At the end of the 19th century, when many Cantonese went to work in Nanyang, they would dry the mud carp in their hometown, and at the same time, they would bring Douchi to solve the problem of eating on the road. Once upon a time, it was found that Douchi and mud carp mixed together and tasted surprisingly good. In this way, more and more migrant workers would bring Douchi and mud carp.
After that, people began to produce canned Douchi dace. The formula of canned Douchi dace has not changed for more than 100 years, and it is still the same flavor as that of the past.
Before that, I always thought that in order to make dace with Douchi, we must first marinate or steam the Douchi and dace together. Otherwise, how can we combine the flavor of dace and Douchi. But in fact, Douchi and mud carp actually began to meet in cans.

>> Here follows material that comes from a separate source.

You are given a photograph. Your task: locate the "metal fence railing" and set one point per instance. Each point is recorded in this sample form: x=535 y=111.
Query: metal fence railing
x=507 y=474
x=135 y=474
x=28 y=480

The mud carp needs to be cleaned and pickled first, and then soaked in the seasoning liquid for a certain period of time. At this time, the dried fish is steaming hot and delicious, but the meat is soft, the bone is hard and the taste is light. After that, the lobster sauce is put into the can, and then the mud carp is put in. At this time, the lobster sauce and mud carp are independent individuals. If you want to make their flavor begin to merge, you must add oil.
When the refined soybean oil is injected into the can, the color and aroma of Douchi and mud carp are excited. Then the can goes through the process of vacuum, sealing and high temperature sterilization. Under the effect of high temperature, the oil in the can penetrates into the fish. Douchi also diffuses its own aroma into the fish through the medium of oil, so as to achieve the feeling of harmony. Under the action of high temperature, fish bone is also decomposed and softened to become edible. When you open the can, you can really find the change of fish and Douchi.